Kabul: Sixty-nine per cent of Afghan people chose India as Afghanistan's "best friend" country, according to a recent survey.
In order to gain insight into the people of Afghanistan, a survey was conducted which gathered an understanding of the common people's assessment of their past, current scenario, and their future aspirations, a Brussels-based news website EU Reporter reported.
Data shows that more than 67 per cent of Afghan people believe that the mistimed and mismanaged exit by the United States gave Pakistan and China the opportunity to encourage the Taliban to take over Kabul, according to a survey.
India has strong stakes and strategic interests in Afghanistan. The two countries have very ancient historic and cultural ties. Despite all the efforts of Pakistan, India-Afghanistan relations at the people-to-people level have remained good, surviving Taliban rule in the 1990s and since August last year.
Continuous vacuum at the diplomatic level poses a danger to India's interests and can devalue the years of goodwill for India among ordinary Afghans. India has been the largest donor in Afghanistan among the countries in the region, doling out about $3 billion, and it is the fifth largest donor (for Afghanistan) in the world.
India's help has been diverse, ranging from building infrastructure to sending teams of medical staff and food.

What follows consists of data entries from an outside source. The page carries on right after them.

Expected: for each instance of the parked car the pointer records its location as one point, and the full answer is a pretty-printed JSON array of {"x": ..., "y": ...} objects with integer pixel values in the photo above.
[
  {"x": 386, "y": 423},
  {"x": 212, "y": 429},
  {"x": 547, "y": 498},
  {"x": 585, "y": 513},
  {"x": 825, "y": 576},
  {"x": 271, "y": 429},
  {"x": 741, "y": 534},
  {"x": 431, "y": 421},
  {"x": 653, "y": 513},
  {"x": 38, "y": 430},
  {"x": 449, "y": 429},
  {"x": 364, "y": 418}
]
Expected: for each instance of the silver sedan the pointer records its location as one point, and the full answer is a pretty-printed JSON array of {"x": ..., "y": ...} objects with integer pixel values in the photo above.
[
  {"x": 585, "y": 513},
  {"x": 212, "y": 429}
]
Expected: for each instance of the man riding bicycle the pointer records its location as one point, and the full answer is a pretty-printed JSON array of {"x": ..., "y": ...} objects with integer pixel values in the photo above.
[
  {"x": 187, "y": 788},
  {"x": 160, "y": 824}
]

A spanking new Parliament building in Kabul is a gift from India, though ironically it will look incongruous in a country that refuses to practise democracy.
Afghans have been coming to India for medical treatment. Afghan students in large numbers have been enrolled in Indian colleges and universities. The Indian Military Academy (Dehradun) has been regularly accepting Afghan cadets. India has been among the more generous suppliers of humanitarian aid to Taliban-ruled Afghanistan.
Trade between the two countries has not blossomed largely because of Pakistan's obduracy, refusing to open its land route to Indian exports to Afghanistan. This kind of pettiness is a direct result of Islamabad's policy of blind hostility toward New Delhi.
According to it, data revealed that 78 per cent of people believe that the previous government was corrupt and the aid provided by the foreign countries never received to the needy and 72 per cent of people believe that the Taliban's takeover happened due to the corruption of local leaders.
EU Reporter stated quoting the survey that 78 per cent of people believe that the Taliban and their conduits received a large portion of foreign assistance from neighbouring countries but not the Afghan people.
In other words, the majority of the Afghans believe that the foreign aid itself was mismanaged and diverted to help the Taliban topple the elected government.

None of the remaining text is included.